確認してみると、PC側が認識しないだけで、どうやらAG03-mikuには電源供給されていて、ミキサーとして機能することが確認できた。そうなると、どうもUSBハブ自体が怪しそうなので、iBUFFALOのバスパワーUSBハブとセルフパワーUSBハブを両方購入して試してみたところ、バスパワータイプのものでであっさり認識され使えるようになった。どうやらインテル® Compute StickにはUSBハブの相性問題はありそうだ。

ともあれ、ここにnanoKEY2を接続したら、こちらはUSBクラスコンプライアントなデバイスなので、ドライバを別途インストールすることなくあっさり認識された。

バスパワータイプのUSBハブで全機器接続完了。インテル® Compute StickのUSBバスパワーは意外に余裕がある?

さっそくDTM! CPUパワーは……?

まずは準備体操(?)がわりに、WebブラウザーでDTMを試してみる。最新版のGoogle ChromeはMIDIデバイスを認識できるようになったのに加え、以前からWeb Audio API、Web MIDI APIというものを備えているため、JavaScriptだけでDTMを実現できるようになっているのだ。試しに、以下の3つのURLにアクセスしてみたところ、Google Chrome内にシンセサイザが表示され、nanoKEY2を弾くと演奏することができた。

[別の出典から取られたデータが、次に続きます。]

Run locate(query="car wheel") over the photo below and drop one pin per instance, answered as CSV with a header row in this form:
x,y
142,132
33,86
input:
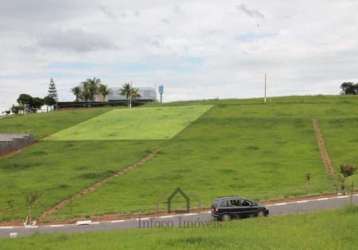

aikeさん開発のWeb Audio Synth V2
水引孝至さん開発のWebFMSynth
海外で開発されたRolandのJUNO-106風な106.js

が、音が出たのはAG03-mikuからではなくディスプレイ内蔵のスピーカーから。まあ、当然といえば当然、Windowsの再生デバイスを切り替えていなかったからだ。これを切り替えるためにWindowsのコントロールパネルから「サウンド」を起動してみたところ、AG03-mikuのドライバのほかにも、「Speakers」なるデバイスがあることを発見。

AG03-mikuのほかに、「Speakers」なる再生デバイスが……

もしかして、インテル® Compute Stickに小さなスピーカーでも内蔵されているのかな、と思って試してみたけれど、これはまったく反応せず。ネットで検索してみたところ、「音が出るのはHDMIからのみです」といった表記があるので、どうやら内蔵チップに音源機能があるけれど、実質的には無効になっているようだ。これは無視することにして、AG06/AG03というドライバを選んでみたところ、AG03-mikuからバッチリ音が出るようになった。

これで最低限のDTMが可能であることは確認できたが、ブラウザDTMを実行中の反応のトロさは気になるところ。タスクマネジャーを起動してCPUの使用率をチェックしてみると、80%を超えており、これで本当にCubaseが動くのか不安にはなる。とはいえ、いまさら止められないので、さっそくCubase AI 8をインストールして試してみることにした。

あらかじめ別のPCにダウンロードしておいたCubase AI 8のインストーラをmicroSDにコピーした上で、インテル® Compute Stickのmicro SDスロットに刺してインストールしてみたところ、何のトラブルもなくインストール完了。さっそく起動してみたところ、32bit版として起動しているのに気がついた。実はインテル® Compute StickにプリインストールされているWindows 8.1自体が64bit版ではなく32bit版だったのだ。

32bit版のCubase AI 8が無事起動

ともあれ無事Cubase AI8は立ち上がり、インストゥルメントトラックを作成し、標準のソフトウェア音源である「HALion SONIC SE2」でグランドピアノ音色を選んでみたところ、あっさりと鳴ってくれるし、Chromeでシンセを鳴らしたときよりもかえって動作は軽く、CPU使用率、メモリ消費率も小さい。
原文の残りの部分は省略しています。